Faced with tens of millions of dollars in revenue losses due to the coronavirus pandemic, Ohio State’s athletic department announced a fundraising campaign on Thursday aimed at supporting some of its critical expenditures.

Referred to as “Higher Purpose,” the initiative is pursuing donations that will be put toward an athletics excellence fund, according to a news release.

The fund “supports the greatest need of the Department of Athletics as determined by the Athletics Director or the highest ranking official in the Department of Athletics,” as detailed on its website.
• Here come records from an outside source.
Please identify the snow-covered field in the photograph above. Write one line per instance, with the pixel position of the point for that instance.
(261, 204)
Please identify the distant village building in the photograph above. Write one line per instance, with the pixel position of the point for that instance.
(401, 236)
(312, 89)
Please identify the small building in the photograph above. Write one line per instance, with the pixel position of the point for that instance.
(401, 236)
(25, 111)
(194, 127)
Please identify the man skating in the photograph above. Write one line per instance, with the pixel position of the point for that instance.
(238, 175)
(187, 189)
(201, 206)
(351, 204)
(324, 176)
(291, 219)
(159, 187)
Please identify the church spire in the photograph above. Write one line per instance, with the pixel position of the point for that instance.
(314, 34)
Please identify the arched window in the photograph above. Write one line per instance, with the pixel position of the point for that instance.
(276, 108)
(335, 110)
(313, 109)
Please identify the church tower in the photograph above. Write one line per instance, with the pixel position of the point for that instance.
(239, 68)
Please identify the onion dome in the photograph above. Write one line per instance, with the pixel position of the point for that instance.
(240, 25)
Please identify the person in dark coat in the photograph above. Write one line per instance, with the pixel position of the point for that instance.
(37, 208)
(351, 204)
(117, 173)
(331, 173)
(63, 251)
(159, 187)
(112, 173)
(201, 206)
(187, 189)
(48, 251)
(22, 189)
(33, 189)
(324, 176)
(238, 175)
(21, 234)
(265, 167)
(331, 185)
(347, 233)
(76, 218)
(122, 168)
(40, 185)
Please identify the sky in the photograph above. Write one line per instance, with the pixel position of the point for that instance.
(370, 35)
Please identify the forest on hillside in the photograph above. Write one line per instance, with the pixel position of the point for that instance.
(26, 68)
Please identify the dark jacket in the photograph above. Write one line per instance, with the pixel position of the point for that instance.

The department identified nine critical areas that support athletes across 36 varsity sports teams, involving academic support, athletic training, coaching, facilities, medical, mental health, nutrition, professional development and strength and conditioning. The areas were part of what it referred to as a “circle of care.”=

No other major conference athletic department in the country sponsors as many sports as Ohio State after Stanford announced this summer that it was cutting 11 teams.

OSU athletic director Gene Smith has said the school has no plans to drop any sports despite a sizeable budget hole related to the pandemic.

“In order to maintain that standard of excellence, the department is calling on its friends, donors and Buckeye Nation to support and maintain the people and programs that have set it apart,” the release read.

Last month, the department projected an operating deficit of $107 million over the current fiscal year, which runs through June.

According to a summary document, it has budgeted $73.3 million for operating revenues and $180.8 million for operating expenses.

The gloomy outlook did not include potential media rights revenues that could be realized if the Buckeyes are able to play a football season this fall without significant interruptions. They open against Nebraska next week.

But the losses are expected to remain steep as no fans will be permitted to attend games this season, eliminating the top source of revenue for the department.

Revenues from ticket sales eclipsed $50 million in recent years, along with other gameday income related to parking, concessions, merchandise and more.

In addition to its fundraising efforts, the department is pursuing a loan from the university to help manage its deficit.

No terms have been finalized. The loan is expected to be repaid over a period of time, Smith said.

The department does not receive subsidies from the school or state funding.